A ce titre, il résulte des pièces communiquées par les parties que le prix de la cession litigieuse a été versé en plusieurs temps :
- une indemnité dite d'immobilisation de 250.000 euros versée dans le cadre du compromis de cession du 23 septembre 2014,
- 150.000 euros versés 'comptant au vendeur' le jour de la réitération de la cession, soit le 1er décembre 2014,
- le solde déposé auprès du séquestre à cette même dernière date.
Or il ne peut qu'être souligné que la publicité visée à l'article L 141-12 ci-dessus repris a été réalisée au BODACC du 11 janvier 2015 (BODACC A N° 20150007).
Il en résulte que l'acquéreur a procédé au versement d'une partie du prix de cession, 400.000 euros, entre les mains du vendeur avant même que les publicités légales n'aient été réalisées et partant avant même que n'ait commencé à courir le délai d'opposition.
Dans ces conditions, il ne peut qu'être constaté que ces paiements, directement effectués au vendeur, avant l'expiration du délai accordé à ses créanciers pour faire opposition par application de l'article L 141-14 du Code de commerce, ne sont pas opposables à ces derniers, qui comprennent notamment l'administration fiscale.
A ce titre et s'agissant de paiements effectués avant même que le délai d'opposition n'ait commencé à courir, il est indifférent que l'administration appelante ait ou non fait opposition au paiement du prix, de sorte que les développements relatifs à la validité de l'opposition formée sont en l'état inopérants, le créancier de la société venderesse étant en droit de réclamer à l'acquéreur les sommes qu'il a prématurément versées.
Dans ces conditions, la décision de première instance doit être infirmée en ce qu'elle a débouté l'administration fiscale de ses demandes formées à l'encontre de l'acquéreur s'étant très prématurément libéré du prix de cession du fonds de commerce au détriment des droits des créanciers, et la société l'Opticien Afflelou doit donc être condamnée au paiement à l'administration fiscale de la somme de 122.370 euros au titre de l'ensemble des impositions dont le vendeur demeurait redevable.
Sur les demandes formées à l'encontre du séquestre
En droit, l'article 1382 du Code civil, en sa version applicable au litige, dispose que : 'Tout fait quelconque de l'homme, qui cause à autrui un dommage, oblige celui par la faute duquel il est arrivé à le réparer'.

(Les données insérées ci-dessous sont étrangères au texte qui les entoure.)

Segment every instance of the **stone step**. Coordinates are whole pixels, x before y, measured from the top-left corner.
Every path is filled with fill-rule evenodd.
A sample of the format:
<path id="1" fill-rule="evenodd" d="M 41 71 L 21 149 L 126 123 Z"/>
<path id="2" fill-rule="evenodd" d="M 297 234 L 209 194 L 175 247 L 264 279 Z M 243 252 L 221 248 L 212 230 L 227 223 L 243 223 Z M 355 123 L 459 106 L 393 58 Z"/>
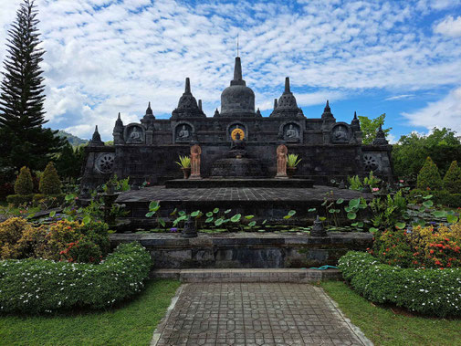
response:
<path id="1" fill-rule="evenodd" d="M 182 282 L 288 282 L 309 283 L 320 280 L 340 280 L 342 275 L 339 269 L 329 268 L 223 268 L 223 269 L 154 269 L 152 278 L 173 278 Z"/>

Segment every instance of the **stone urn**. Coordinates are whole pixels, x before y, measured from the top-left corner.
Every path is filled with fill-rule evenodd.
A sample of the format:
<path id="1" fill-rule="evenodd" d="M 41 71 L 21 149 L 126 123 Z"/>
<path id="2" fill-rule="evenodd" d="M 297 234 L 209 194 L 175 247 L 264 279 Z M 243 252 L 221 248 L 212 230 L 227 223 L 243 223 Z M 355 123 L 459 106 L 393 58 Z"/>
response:
<path id="1" fill-rule="evenodd" d="M 189 176 L 191 175 L 191 167 L 181 167 L 181 171 L 183 171 L 184 179 L 189 178 Z"/>
<path id="2" fill-rule="evenodd" d="M 296 167 L 287 167 L 287 175 L 288 178 L 292 178 L 295 174 Z"/>

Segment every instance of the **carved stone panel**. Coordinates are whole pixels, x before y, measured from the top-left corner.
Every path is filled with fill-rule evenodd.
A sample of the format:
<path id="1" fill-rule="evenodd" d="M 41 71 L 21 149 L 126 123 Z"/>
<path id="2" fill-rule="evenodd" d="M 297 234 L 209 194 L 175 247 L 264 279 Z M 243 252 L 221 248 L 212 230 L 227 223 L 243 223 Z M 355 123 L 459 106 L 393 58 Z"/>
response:
<path id="1" fill-rule="evenodd" d="M 96 158 L 95 169 L 103 174 L 110 174 L 113 172 L 114 162 L 115 153 L 101 152 Z"/>
<path id="2" fill-rule="evenodd" d="M 142 144 L 145 142 L 144 128 L 140 124 L 127 125 L 124 132 L 127 144 Z"/>
<path id="3" fill-rule="evenodd" d="M 174 128 L 174 142 L 184 143 L 192 141 L 194 137 L 194 128 L 188 122 L 181 122 Z"/>
<path id="4" fill-rule="evenodd" d="M 337 124 L 331 129 L 332 143 L 348 143 L 351 141 L 351 128 L 347 124 Z"/>

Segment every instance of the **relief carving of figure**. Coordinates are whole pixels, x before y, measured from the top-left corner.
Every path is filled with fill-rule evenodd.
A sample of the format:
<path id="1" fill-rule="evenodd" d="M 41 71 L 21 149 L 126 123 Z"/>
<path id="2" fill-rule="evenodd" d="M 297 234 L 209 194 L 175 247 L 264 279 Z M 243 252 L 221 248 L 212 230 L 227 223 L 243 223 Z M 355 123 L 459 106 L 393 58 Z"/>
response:
<path id="1" fill-rule="evenodd" d="M 288 178 L 287 176 L 287 154 L 288 149 L 281 144 L 277 147 L 277 175 L 276 178 Z"/>
<path id="2" fill-rule="evenodd" d="M 181 139 L 186 139 L 191 136 L 191 133 L 189 132 L 189 130 L 185 127 L 185 125 L 183 125 L 183 129 L 178 133 L 178 137 Z"/>
<path id="3" fill-rule="evenodd" d="M 287 136 L 287 139 L 293 140 L 299 137 L 299 132 L 298 131 L 298 129 L 293 126 L 293 124 L 289 124 L 289 127 L 287 130 L 287 133 L 285 135 Z"/>
<path id="4" fill-rule="evenodd" d="M 201 179 L 200 176 L 200 155 L 202 148 L 200 145 L 194 144 L 191 147 L 191 176 L 189 179 Z"/>

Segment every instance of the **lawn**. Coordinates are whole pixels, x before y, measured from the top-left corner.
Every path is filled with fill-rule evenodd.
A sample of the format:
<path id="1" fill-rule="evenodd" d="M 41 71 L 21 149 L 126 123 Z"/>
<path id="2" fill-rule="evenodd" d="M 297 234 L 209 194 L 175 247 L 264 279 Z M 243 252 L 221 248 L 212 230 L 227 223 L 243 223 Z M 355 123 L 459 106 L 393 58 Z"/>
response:
<path id="1" fill-rule="evenodd" d="M 58 316 L 0 316 L 3 345 L 148 345 L 179 281 L 149 281 L 119 309 Z"/>
<path id="2" fill-rule="evenodd" d="M 461 345 L 461 320 L 408 317 L 372 304 L 345 283 L 320 286 L 375 345 Z"/>

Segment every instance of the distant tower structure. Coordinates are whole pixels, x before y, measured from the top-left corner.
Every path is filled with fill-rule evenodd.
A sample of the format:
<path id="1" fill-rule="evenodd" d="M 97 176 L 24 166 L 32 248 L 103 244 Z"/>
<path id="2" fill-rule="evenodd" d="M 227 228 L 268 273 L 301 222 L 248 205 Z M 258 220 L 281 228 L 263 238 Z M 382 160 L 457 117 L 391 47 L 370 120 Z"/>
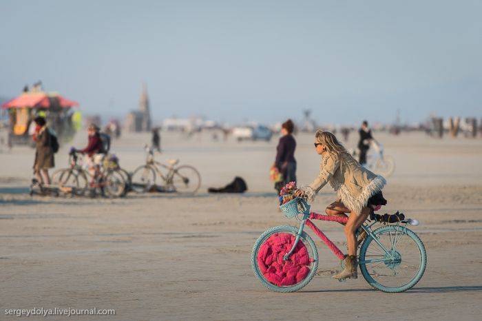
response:
<path id="1" fill-rule="evenodd" d="M 149 95 L 147 94 L 147 86 L 143 84 L 143 92 L 140 93 L 139 99 L 139 111 L 142 114 L 142 131 L 149 132 L 151 130 L 151 112 L 149 107 Z"/>
<path id="2" fill-rule="evenodd" d="M 143 83 L 143 91 L 139 98 L 139 109 L 127 114 L 124 126 L 128 132 L 149 132 L 151 130 L 151 124 L 147 86 Z"/>
<path id="3" fill-rule="evenodd" d="M 317 125 L 315 121 L 311 119 L 311 110 L 303 110 L 303 114 L 304 114 L 304 118 L 303 119 L 303 125 L 301 128 L 302 132 L 315 132 Z"/>

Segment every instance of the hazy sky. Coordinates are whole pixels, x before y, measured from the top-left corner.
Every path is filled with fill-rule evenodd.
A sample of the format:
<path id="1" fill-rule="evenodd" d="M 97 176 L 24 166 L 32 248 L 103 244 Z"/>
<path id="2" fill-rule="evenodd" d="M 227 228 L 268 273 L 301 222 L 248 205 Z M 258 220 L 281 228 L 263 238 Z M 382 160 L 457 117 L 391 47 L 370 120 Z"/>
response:
<path id="1" fill-rule="evenodd" d="M 41 79 L 123 116 L 482 116 L 482 1 L 5 1 L 0 96 Z"/>

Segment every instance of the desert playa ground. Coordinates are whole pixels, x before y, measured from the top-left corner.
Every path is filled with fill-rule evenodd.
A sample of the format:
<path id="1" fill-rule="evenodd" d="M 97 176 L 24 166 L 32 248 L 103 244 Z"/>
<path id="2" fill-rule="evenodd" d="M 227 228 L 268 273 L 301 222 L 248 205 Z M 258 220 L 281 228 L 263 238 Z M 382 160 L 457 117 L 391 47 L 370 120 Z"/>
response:
<path id="1" fill-rule="evenodd" d="M 412 290 L 387 294 L 360 276 L 338 282 L 339 262 L 319 242 L 317 276 L 297 293 L 269 291 L 250 255 L 269 227 L 295 225 L 277 211 L 268 172 L 271 143 L 163 134 L 160 160 L 179 158 L 202 176 L 195 196 L 128 194 L 120 199 L 30 197 L 33 151 L 0 153 L 0 319 L 6 309 L 115 309 L 103 320 L 480 320 L 482 313 L 482 139 L 379 134 L 397 162 L 384 211 L 418 219 L 428 266 Z M 297 136 L 298 180 L 317 173 L 311 135 Z M 146 134 L 114 142 L 121 165 L 144 160 Z M 73 145 L 85 143 L 83 135 Z M 347 147 L 355 145 L 353 134 Z M 63 146 L 57 167 L 67 164 Z M 244 195 L 209 195 L 235 176 Z M 335 194 L 325 187 L 313 205 Z M 344 248 L 339 225 L 319 226 Z M 77 317 L 88 320 L 87 316 Z M 58 317 L 58 320 L 65 318 Z"/>

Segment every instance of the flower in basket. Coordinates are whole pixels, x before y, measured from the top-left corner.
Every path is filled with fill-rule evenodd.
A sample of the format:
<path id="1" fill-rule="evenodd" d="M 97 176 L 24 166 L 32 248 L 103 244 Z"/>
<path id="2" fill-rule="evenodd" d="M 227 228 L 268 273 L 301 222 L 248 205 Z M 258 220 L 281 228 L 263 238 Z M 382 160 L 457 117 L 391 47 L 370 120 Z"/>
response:
<path id="1" fill-rule="evenodd" d="M 296 191 L 296 182 L 290 182 L 280 191 L 280 205 L 285 204 L 295 198 Z"/>
<path id="2" fill-rule="evenodd" d="M 273 166 L 269 169 L 269 179 L 274 183 L 283 180 L 283 174 L 280 172 L 276 166 Z"/>

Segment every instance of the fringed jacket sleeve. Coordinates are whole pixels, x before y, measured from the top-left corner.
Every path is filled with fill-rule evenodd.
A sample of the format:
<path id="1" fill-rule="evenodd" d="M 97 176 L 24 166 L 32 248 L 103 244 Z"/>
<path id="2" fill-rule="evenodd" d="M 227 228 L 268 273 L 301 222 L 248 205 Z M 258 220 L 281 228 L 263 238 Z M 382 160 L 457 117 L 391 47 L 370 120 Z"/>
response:
<path id="1" fill-rule="evenodd" d="M 306 194 L 309 200 L 315 199 L 315 195 L 326 185 L 328 180 L 333 176 L 339 167 L 339 157 L 337 155 L 328 154 L 323 156 L 319 174 L 311 184 L 301 189 Z"/>

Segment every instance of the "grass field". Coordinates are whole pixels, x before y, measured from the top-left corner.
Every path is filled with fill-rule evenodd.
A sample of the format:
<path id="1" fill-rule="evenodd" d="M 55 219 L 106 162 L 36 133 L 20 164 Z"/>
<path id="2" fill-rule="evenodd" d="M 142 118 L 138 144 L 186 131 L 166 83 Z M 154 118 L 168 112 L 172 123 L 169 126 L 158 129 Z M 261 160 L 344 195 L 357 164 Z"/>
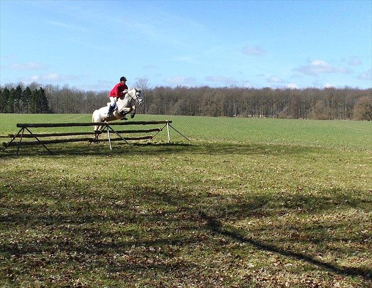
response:
<path id="1" fill-rule="evenodd" d="M 135 119 L 191 142 L 0 153 L 2 286 L 372 285 L 372 123 Z M 0 135 L 90 121 L 0 114 Z"/>

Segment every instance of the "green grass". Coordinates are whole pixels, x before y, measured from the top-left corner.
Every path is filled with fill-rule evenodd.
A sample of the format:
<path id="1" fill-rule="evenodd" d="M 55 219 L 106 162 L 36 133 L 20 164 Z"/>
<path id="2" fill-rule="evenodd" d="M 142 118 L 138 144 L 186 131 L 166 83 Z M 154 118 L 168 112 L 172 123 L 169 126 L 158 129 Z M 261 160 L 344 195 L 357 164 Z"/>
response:
<path id="1" fill-rule="evenodd" d="M 372 284 L 370 122 L 135 119 L 167 118 L 190 145 L 0 154 L 2 285 Z M 1 114 L 0 135 L 89 119 Z"/>

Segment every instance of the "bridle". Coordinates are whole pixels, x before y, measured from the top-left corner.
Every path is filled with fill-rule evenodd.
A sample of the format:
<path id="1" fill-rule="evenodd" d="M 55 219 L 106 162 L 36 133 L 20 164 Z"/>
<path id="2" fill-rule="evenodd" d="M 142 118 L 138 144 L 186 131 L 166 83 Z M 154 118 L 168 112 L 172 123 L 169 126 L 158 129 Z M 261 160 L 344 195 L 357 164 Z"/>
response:
<path id="1" fill-rule="evenodd" d="M 133 101 L 134 101 L 134 103 L 135 103 L 136 106 L 140 106 L 141 103 L 142 103 L 142 101 L 141 101 L 141 102 L 140 102 L 140 100 L 138 100 L 138 97 L 137 95 L 137 93 L 140 93 L 141 92 L 141 91 L 137 91 L 137 89 L 135 88 L 134 88 L 134 90 L 135 90 L 135 92 L 134 93 L 134 95 L 135 95 L 135 98 L 132 97 L 132 95 L 130 94 L 129 94 L 129 93 L 128 92 L 127 92 L 127 94 L 128 94 L 129 95 L 129 97 L 132 98 L 132 99 L 133 100 Z M 142 100 L 142 99 L 141 99 L 141 100 Z"/>

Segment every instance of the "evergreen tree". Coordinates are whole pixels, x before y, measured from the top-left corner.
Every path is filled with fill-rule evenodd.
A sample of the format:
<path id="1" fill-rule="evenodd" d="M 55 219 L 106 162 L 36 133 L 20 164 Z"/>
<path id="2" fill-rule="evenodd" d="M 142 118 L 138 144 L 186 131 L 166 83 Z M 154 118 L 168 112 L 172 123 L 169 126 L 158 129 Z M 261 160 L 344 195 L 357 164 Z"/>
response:
<path id="1" fill-rule="evenodd" d="M 2 91 L 1 97 L 0 97 L 0 112 L 1 113 L 9 113 L 8 111 L 8 101 L 9 100 L 10 91 L 7 87 L 5 87 Z"/>
<path id="2" fill-rule="evenodd" d="M 39 97 L 40 99 L 40 113 L 48 113 L 49 112 L 49 106 L 48 106 L 48 100 L 45 94 L 45 90 L 40 87 L 39 89 Z"/>
<path id="3" fill-rule="evenodd" d="M 28 86 L 23 91 L 24 113 L 30 113 L 30 103 L 31 101 L 32 94 L 31 89 Z"/>
<path id="4" fill-rule="evenodd" d="M 14 90 L 14 113 L 21 113 L 23 106 L 22 87 L 18 85 Z"/>
<path id="5" fill-rule="evenodd" d="M 8 98 L 6 109 L 7 113 L 14 113 L 14 99 L 15 95 L 15 89 L 12 88 L 10 89 L 9 97 Z"/>
<path id="6" fill-rule="evenodd" d="M 33 114 L 38 113 L 37 101 L 39 98 L 39 92 L 36 89 L 31 92 L 31 98 L 29 105 L 30 113 Z"/>

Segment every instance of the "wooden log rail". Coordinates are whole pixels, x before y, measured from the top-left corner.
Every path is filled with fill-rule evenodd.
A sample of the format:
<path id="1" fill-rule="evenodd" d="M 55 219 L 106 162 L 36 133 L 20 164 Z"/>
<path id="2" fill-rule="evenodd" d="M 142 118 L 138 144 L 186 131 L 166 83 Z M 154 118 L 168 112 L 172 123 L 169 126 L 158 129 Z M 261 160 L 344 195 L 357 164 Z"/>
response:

Le premier juge a rappelé que l'administration fiscale a régulièrement formé opposition, le 20 janvier 2015, au domicile élu du cessionnaire, à hauteur de 126.022 euros. Cette mesure a eu pour effet de maintenir indisponible le prix de vente, peu important les caractéristiques de la créance. Dans ces conditions il a été considéré comme indifférent qu'au jour de l'opposition le fonds de commerce n'était plus grevé d'une inscription de privilège de la part du Trésor. Par ailleurs, il a été observé que le séquestre ne contestait pas s'être libéré du solde du prix de cession entre les mains de l'ARCCO, créancier opposant, et du cédant sans tenir compte de l'opposition des FP à l'encontre de laquelle il est fait grief de ne pas l'avoir avisé dans le délai d'opposition. Cependant, il a été souligné que l'acte de vente du mois de décembre l'instituant séquestre faisait expressément état d'un privilège du Trésor pour 46.053 euros et qu'il ne pouvait ignorer que l'annonce légale mentionnait la possibilité offerte aux créanciers de se faire connaître auprès de l'étude d'huissier, de sorte qu'il lui appartenait, en sa qualité de professionnel, avant de se libérer des fonds, de prendre attache avec ce dernier. Dans ces conditions, il a été retenu que le séquestre a commis une faute engageant sa responsabilité délictuelle dans la limite des sommes séquestrées déduction faite du coût de cette mesure, soit 98.615 euros. Enfin s'agissant du fait qu'au jour de l'opposition il n'existait plus d'inscription de privilège, il est souligné qu'un échange de courriels, dont le lien avec les parties intéressées à la présente procédure n'était pas établi, n'est aucunement de nature à démontrer la réalité de cette assertion, et cela d'autant moins qu'un état de ces inscriptions est communiqué mentionnant au 14 juin 2015 une créance du PRS 72 d'un montant de 123.370 euros en renouvellement de l'inscription du 13 août 2014. Il en a donc été déduit que la créance justifiant de l'opposition était par ailleurs garantie par une inscription de privilège. Dans ces conditions l'avocat et sa société d'exercice ont été condamnés in solidum au paiement à l'administration fiscale de la somme de 98.615 euros.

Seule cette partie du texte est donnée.